Der BMZ Aktionsplan umfasst auch die Durchführungsorganisationen, indem er
inhaltliche Vorgaben für die Organisationen sowie die Auswahl und
Durchführung von Vorhaben macht. Ein separater Aktionsplan für die Technische und/oder
Finanzielle Zusammenarbeit ist nicht vorgesehen, da Inklusion schon heute auf
Basis des BMZ Aktionsplans zunehmend in die TZ und FZ Verfahren integriert
wird.
Die Verankerung des Themas Inklusion von Menschen mit Behinderungen im
„Leitfaden zur Berücksichtigung von menschenrechtlichen Standards und
Prinzipien, einschl. Gender, bei der Erstellung von Programmvorschlägen der
deutschen staatlichen Technischen und Finanziellen Zusammenarbeit“ bildet hier eine
verbindliche Grundlage.
In der Zielgruppen- und Betroffenenanalyse der FZ werden die besonderen
Bedürfnisse von Menschen mit Behinderungen (als Teil der Zielgruppe) analysiert.

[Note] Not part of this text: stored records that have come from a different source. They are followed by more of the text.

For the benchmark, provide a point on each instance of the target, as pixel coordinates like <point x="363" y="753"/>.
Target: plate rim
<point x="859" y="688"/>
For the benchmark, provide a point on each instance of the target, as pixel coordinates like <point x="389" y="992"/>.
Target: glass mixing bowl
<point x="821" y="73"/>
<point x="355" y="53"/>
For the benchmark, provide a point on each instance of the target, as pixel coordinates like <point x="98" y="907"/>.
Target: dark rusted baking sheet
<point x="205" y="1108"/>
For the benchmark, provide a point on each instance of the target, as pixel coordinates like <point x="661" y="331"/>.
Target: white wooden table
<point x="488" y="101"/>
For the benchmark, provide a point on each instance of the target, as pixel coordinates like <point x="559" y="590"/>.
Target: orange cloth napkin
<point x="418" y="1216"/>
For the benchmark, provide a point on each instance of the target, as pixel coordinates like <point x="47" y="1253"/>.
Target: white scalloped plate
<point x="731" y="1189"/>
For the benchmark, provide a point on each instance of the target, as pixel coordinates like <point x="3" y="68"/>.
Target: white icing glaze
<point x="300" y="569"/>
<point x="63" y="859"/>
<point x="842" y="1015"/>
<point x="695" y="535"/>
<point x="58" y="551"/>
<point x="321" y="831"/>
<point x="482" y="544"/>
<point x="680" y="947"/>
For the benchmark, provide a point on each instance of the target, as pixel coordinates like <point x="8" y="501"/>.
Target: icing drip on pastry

Im Rahmen der Sozialverträglichkeitsprüfung wird u.a. insbesondere auf
Barrierefreiheit von öffentlichen Bauten geachtet, die aus FZ-Mitteln (mit)finanziert
werden. Das Thema „Inklusion“ ist auch in Mustergliederungen und
Prüfungsleitfäden verankert. Die KfW-Mitarbeiter/innen werden in internen Schulungen
sowie über das KfW-Intranet für das Thema „Menschen mit Behinderungen in
der EZ“ sensibilisiert. Viele FZ-Vorhaben leisten wichtige Beiträge zur
Sensibilisierung von lokalen Projektpartnern.
Die zunehmende Beauftragung von TZ-Vorhaben, die Bestandteile zur
Förderung der Inklusion von Menschen mit Behinderungen aufweisen, dokumentiert
die Umsetzung des BMZ Aktionsplans auch in Vorhaben der TZ.

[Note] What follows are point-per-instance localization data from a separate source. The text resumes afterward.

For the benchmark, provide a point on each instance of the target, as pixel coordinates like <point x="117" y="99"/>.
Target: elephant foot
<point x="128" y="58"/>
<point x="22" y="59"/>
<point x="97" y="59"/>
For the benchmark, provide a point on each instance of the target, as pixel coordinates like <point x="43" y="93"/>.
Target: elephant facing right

23. Hat die Bundesregierung Kenntnis über den Ende Mai dieses Jahres
veröffentlichten australischen Sechsjahresplan zur Stärkung der Inklusion von
Menschen mit Behinderungen in der Entwicklungszusammenarbeit
„Development for All 2015-2020“, und wie bewertet sie die darin vorgenommene
Fokussierung (1. Enhanced empowerment, leadership and decision-making;
2. Reduced poverty for people with disabilities; 3. Improved equality in all
areas of public life)?
Die Bundesregierung hat Kenntnis über den australischen Sechsjahresplan und
begrüßt die Initiative zur Verbesserung der Lebensqualität von Menschen mit
Behinderungen in den Partnerländern der Entwicklungszusammenarbeit. Die drei
Fokusbereiche zur politischen Partizipation, Armutsreduzierung und
gleichberechtigten Teilhabe am öffentlichen Leben umfassen sehr relevante Aspekte der
Inklusion von Menschen mit Behinderungen. Hervorzuheben sind die
partizipative Vorgehensweise und die Langfristigkeit des Planes zur Berücksichtigung von
Menschen mit Behinderungen in der Entwicklungszusammenarbeit.

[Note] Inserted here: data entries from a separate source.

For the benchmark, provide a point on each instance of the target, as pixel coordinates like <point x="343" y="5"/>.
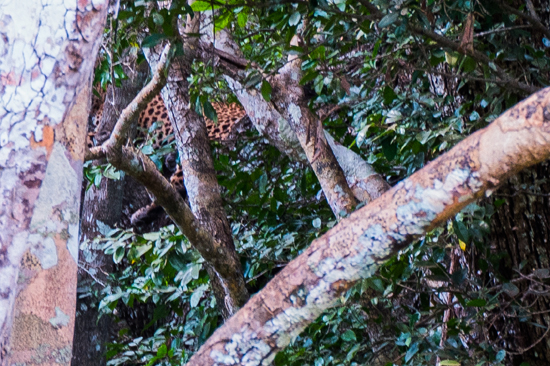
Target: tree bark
<point x="364" y="182"/>
<point x="101" y="211"/>
<point x="521" y="230"/>
<point x="199" y="176"/>
<point x="356" y="247"/>
<point x="48" y="55"/>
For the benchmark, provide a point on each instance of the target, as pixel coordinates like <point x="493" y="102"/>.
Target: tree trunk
<point x="355" y="248"/>
<point x="45" y="95"/>
<point x="521" y="230"/>
<point x="102" y="210"/>
<point x="200" y="178"/>
<point x="364" y="182"/>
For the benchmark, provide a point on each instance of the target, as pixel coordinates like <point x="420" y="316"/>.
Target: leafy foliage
<point x="405" y="83"/>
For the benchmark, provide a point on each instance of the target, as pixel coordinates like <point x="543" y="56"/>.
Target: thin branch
<point x="116" y="140"/>
<point x="499" y="30"/>
<point x="533" y="20"/>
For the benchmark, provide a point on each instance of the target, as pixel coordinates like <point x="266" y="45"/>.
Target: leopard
<point x="232" y="119"/>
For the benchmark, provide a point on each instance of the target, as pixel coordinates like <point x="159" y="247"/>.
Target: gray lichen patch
<point x="60" y="320"/>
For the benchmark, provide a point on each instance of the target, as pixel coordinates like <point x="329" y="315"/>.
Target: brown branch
<point x="476" y="55"/>
<point x="152" y="89"/>
<point x="358" y="245"/>
<point x="530" y="18"/>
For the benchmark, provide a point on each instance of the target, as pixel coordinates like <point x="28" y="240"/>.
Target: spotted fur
<point x="231" y="118"/>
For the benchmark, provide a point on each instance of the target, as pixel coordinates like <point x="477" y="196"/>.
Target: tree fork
<point x="358" y="245"/>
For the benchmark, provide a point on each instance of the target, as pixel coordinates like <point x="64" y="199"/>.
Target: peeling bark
<point x="356" y="247"/>
<point x="200" y="178"/>
<point x="48" y="55"/>
<point x="220" y="256"/>
<point x="364" y="182"/>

24. Hat die Bundesregierung Kenntnis über den britischen „Disability
Framework – Leaving No One Behind“ von Dezember 2014, und wie bewertet sie
das darin umrissene Maßnahmenpaket?
Die Bundesregierung hat Kenntnis über den „Disability Framework“ und begrüßt
ihn als deutliches Zeichen für die hohe Relevanz der Inklusion von Menschen mit
Behinderungen in der britischen Entwicklungszusammenarbeit. Die
Bundesregierung befürwortet die Kooperation mit zivilgesellschaftlichen Organisationen
für die Erarbeitung und Umsetzung des Papiers. Für die eigene Organisation und
auch für Programme, Finanzierungslinien und das internationale Engagement
werden Ziele festgesetzt, wodurch das Papier zahlreiche, für die Umsetzung
zentrale Akteure anspricht. Hervorzuheben sind die besondere Berücksichtigung der
Mehrfachdiskriminierung gegenüber Frauen und Mädchen mit Behinderungen
sowie das Ziel, eine fachliche Autorität im Bereich der Datenerfassung zu
Behinderungen zu werden.
25. Inwiefern steht die Bundesregierung mit der australischen, der britischen
oder anderen Regierungen in Austausch über die Inklusion von Menschen
mit Behinderungen in der Entwicklungszusammenarbeit?
Die Bundesregierung und insbesondere das BMZ und seine
Durchführungsorganisationen stehen mit verschiedenen bilateralen Partnern in Austausch zur
Inklusion von Menschen mit Behinderungen in der Entwicklungszusammenarbeit.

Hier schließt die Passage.